Ainsi, une semaine plus tard, de trois séances à dix euros, elle veut passer à deux séances :
« Êtes-vous sûre ? lui demandé-je.
– Oui ! dit-elle avec fermeté.
– Combien pensez-vous payer par semaine ?
– Vingt euros !
– Donc vous ferez deux séances à vingt euros ! »
Elle comprend ma manœuvre et s’esclaffe :
« Vous voulez vraiment m’augmenter !
– C’est cela ! »
Elle reprend :
« Puis-je faire une séance le mardi et deux le jeudi ?
– Oui ! »
En fait, ce qui était un compte d’apothicaire, est devenu une action clinique qui a poussé, grâce à elle, sa cure vers l’avant. Elle a maintenu le nombre de séances, sans que j’y sois pour quoi que ce soit, et elle a augmenté le prix de ses séances.
Les analystes ne comprennent pas que ce n’est pas en faisant payer beaucoup qu’il y aura cure psychanalytique. Il y a cure psychanalytique quand l’être choisit de grandir, peu importe la somme qu’il paye.
De là ma distinction entre argent et pognon. L’argent de la séance a une valeur symbolique qui valorise l’être, son désir, sa cure.
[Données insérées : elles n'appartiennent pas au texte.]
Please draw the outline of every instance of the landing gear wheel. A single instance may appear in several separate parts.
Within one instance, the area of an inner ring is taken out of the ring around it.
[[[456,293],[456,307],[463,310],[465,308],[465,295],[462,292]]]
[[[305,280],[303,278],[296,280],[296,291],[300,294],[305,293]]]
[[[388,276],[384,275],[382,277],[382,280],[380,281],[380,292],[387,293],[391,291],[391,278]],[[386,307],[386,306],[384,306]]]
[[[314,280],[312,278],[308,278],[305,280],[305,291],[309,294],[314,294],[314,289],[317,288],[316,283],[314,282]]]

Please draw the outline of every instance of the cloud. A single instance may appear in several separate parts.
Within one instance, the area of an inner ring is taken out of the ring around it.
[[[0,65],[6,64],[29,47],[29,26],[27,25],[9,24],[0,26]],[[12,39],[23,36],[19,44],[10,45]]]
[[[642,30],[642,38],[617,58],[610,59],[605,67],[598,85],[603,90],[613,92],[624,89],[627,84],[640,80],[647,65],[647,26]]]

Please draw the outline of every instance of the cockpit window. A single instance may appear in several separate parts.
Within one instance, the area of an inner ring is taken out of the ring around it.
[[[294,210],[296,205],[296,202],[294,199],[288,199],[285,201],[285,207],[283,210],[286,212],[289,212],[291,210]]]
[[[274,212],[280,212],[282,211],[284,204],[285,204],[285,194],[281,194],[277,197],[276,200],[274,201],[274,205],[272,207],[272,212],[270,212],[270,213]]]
Il y a ceux qui payent, parfois beaucoup, pour ne pas savoir.
J’avais demandé à quelqu’un, après des maniements incessants pour dénouer sa résistance, de faire quatre séances à cinquante euros. Elle m’avait dit qu’elle ne pouvait venir qu’une seule fois. Je lui avais dit mon accord en précisant que la séance passait à deux-cents euros.
Elle a répondu du tac au tac : « Ça ne vaut pas ! » Elle me visait, elle qui avait dit précédemment : « Je sais que je vous emmerde ! »
Elle avait tout à fait raison. Elle pense qu’elle ne vaut pas et elle m’emmerde, c’est-à-dire qu’elle jette sa merde symbolique sur moi, sur mon travail, sur mon école. Elle ne vaut pas, parce qu’elle paye avec du pognon, donc de la merde. L’argent est une valeur symbolique de reconnaissance de soi et de l’autre. La question de l’argent en psychanalyse est un signifiant majeur qui révèle ce que l’être ne veut pas révéler, à savoir, sa mesquinerie à construire sa responsabilité de conduire aussi sa destinée.